Step 7: When said upcoming night arrives, warm 5 ½ cups chicken or turkey stock in saucepan on the stove. Then wash the fiddleheads; then dump the washed fiddleheads into a pot of boiling water for two minutes; then dump the boiled fiddleheads into an ice water bath to stop the cooking process. Then dice and sauté maybe a dozen ramps (or more to suit taste) and some minced garlic in butter in a cast iron skillet until translucent, about 5 minutes. Add 2 cups Arborio rice and stir until grains are translucent at edge but still opaque in center, about 3 minutes. Add ½-cup dry white wine and stir until liquid is absorbed. Add the warm stock, stirring until the rice has absorbed nearly all the liquid. When the rice is almost done (about 15 minutes) stir in the cooked fiddleheads and zest of 1 large lemon. Add ½-cup grated parmesan cheese and the diced pickmeat from the turkey. Heat through.
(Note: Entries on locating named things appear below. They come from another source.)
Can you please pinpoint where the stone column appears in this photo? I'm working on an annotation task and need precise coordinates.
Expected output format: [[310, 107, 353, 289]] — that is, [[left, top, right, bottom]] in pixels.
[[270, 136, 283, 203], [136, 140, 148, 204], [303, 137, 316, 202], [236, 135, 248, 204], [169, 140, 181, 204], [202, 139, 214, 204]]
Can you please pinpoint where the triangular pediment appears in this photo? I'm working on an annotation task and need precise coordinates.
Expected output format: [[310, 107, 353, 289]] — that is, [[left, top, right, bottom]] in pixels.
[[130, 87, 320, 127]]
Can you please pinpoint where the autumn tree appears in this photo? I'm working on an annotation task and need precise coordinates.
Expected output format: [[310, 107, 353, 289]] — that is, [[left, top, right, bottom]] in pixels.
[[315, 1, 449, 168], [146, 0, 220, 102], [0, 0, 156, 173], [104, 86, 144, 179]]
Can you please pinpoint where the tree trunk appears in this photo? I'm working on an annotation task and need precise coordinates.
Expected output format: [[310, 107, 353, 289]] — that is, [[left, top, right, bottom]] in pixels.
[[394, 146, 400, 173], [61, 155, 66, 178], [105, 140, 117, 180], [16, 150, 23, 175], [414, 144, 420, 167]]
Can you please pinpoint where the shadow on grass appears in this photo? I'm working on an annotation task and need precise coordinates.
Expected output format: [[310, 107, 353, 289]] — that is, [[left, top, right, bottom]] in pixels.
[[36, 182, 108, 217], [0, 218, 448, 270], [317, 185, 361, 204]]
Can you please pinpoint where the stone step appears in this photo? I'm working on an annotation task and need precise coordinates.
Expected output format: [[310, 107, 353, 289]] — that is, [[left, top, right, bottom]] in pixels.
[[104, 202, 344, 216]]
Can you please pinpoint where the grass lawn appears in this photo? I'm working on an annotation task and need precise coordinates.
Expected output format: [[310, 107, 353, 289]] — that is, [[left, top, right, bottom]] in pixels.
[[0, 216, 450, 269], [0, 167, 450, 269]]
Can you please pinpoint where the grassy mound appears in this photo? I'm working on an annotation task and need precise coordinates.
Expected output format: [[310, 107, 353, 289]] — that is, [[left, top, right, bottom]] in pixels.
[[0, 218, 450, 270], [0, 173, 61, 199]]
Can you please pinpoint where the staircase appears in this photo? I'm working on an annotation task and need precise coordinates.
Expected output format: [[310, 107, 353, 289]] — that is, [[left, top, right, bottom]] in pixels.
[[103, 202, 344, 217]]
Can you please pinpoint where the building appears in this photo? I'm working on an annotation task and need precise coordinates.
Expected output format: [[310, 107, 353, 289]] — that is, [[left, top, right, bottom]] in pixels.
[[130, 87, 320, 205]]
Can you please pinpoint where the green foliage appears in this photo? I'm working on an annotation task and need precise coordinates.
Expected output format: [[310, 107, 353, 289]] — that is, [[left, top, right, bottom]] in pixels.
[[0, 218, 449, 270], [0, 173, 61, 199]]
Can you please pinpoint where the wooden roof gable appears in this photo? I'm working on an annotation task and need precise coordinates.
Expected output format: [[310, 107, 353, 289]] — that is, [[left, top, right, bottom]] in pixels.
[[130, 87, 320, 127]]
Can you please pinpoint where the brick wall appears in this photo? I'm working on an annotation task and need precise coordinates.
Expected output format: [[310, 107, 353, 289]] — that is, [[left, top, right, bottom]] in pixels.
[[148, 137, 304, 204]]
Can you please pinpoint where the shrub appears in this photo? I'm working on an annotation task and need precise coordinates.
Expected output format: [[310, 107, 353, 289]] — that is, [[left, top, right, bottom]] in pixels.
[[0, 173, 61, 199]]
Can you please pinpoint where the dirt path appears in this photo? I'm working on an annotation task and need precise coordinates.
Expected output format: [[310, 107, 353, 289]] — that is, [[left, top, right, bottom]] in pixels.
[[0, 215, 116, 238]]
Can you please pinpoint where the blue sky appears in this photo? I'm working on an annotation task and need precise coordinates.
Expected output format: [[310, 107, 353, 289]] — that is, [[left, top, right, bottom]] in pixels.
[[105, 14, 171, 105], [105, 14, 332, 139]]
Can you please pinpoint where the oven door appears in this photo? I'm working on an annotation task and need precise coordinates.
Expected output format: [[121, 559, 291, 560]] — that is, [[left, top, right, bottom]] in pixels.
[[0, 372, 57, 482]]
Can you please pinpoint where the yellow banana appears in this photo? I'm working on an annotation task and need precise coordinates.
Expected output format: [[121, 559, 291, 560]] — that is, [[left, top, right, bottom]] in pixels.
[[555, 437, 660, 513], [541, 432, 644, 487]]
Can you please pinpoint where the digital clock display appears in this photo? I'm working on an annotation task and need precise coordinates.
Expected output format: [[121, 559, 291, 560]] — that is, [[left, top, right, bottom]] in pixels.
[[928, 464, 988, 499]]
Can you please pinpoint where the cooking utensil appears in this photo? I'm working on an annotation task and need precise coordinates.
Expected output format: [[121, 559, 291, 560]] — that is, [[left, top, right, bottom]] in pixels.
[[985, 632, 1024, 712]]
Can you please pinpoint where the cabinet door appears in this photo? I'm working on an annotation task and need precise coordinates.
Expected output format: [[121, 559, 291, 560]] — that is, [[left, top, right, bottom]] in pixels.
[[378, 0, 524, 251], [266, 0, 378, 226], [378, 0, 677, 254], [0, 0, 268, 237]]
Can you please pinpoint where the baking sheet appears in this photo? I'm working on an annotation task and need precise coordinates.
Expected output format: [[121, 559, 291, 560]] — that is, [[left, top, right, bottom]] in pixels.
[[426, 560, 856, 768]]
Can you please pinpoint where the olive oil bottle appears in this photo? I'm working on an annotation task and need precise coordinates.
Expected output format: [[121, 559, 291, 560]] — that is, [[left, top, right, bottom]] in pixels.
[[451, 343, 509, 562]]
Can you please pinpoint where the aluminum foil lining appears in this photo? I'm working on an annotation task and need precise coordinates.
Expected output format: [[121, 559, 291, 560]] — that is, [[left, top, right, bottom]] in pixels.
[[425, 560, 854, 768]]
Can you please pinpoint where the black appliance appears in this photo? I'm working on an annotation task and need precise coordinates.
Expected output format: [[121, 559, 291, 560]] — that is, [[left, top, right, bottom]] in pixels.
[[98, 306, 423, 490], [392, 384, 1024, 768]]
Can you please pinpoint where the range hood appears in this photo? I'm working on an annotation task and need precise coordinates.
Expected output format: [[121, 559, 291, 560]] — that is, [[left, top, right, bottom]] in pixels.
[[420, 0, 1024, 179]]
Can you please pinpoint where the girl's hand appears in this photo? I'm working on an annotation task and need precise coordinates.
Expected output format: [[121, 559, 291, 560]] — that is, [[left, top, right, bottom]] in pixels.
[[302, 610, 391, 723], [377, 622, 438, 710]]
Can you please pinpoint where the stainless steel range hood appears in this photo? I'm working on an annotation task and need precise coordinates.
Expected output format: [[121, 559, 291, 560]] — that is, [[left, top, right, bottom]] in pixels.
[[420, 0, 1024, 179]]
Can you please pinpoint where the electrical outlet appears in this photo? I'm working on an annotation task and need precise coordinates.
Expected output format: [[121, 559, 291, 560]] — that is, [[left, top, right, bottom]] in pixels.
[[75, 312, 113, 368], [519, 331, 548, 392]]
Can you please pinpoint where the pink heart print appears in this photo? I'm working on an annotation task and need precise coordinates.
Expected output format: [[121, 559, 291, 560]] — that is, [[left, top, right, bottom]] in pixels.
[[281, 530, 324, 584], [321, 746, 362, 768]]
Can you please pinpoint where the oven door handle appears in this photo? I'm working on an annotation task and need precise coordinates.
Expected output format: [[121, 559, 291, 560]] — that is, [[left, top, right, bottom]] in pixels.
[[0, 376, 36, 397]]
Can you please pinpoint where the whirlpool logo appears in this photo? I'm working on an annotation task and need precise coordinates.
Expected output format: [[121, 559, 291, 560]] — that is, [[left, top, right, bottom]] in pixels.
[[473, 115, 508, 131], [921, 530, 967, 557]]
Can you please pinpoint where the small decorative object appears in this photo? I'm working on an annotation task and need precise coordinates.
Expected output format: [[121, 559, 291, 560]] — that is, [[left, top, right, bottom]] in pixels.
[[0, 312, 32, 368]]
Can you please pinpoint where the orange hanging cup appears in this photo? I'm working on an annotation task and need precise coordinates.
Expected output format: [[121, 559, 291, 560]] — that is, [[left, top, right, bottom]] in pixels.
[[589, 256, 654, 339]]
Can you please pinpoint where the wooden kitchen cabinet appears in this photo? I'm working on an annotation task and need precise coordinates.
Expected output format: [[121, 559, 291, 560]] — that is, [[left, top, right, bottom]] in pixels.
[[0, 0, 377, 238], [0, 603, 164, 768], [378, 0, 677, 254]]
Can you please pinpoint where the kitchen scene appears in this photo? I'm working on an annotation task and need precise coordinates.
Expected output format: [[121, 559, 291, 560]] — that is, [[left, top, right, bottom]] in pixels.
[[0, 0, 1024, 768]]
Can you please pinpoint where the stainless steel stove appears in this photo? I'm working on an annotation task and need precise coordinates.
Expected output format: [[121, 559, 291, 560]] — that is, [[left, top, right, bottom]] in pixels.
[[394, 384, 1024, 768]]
Step 8: Enjoy another nice dinner with family and friends. Raise a glass to the bird and say a prayer of thanks. Wonder how much people would pay for such a meal down in New York City, and smile smugly thinking that it’s not for sale.

 
Discussion
  1. Kevin Beattie → in Londonderry VT
    May 13, 2016

    Looks tasty.  Some of us have been having a discussion about ramps and leeks. Is there a difference?

  2. Bill Shaw → in Trumansburg, NY
    May 15, 2016

    Wow. You nailed it. When I come in from turkey hunting, I collect ramps (and certain mushrooms, if lucky) and smoking turkey is a perfect way to highlight it. We will be having this menu this weekend.
    Aging Orion, Bill Shaw

  3. dave → in Vermont
    May 16, 2016

    Hi Kevin,

    I’ve heard that there is a difference, most recently by wild food harvester Nova Kim on a VPR radio show. I guess the wild leeks have the pure white bulbs (like the ones pictured above) while the ramps have that reddish/purplish color above the bulb. The leeks are said to have a milder flavor. I tend to call everything ramps, which I probably shouldn’t do.

  4. Patrick → in Gilmanton, NH
    Jun 10, 2016

    Dave:

    Thanks for this wild turkey recipe. Love the idea of adding the additional spring bounty of fiddleheads and leaks or ramps.
    I didn’t get out to my favorite field to hunt turkey this year (screwed up priorities, I know) but this recipe really makes me wish I had. Let me know if you have any fall recipes and I may try my luck this October!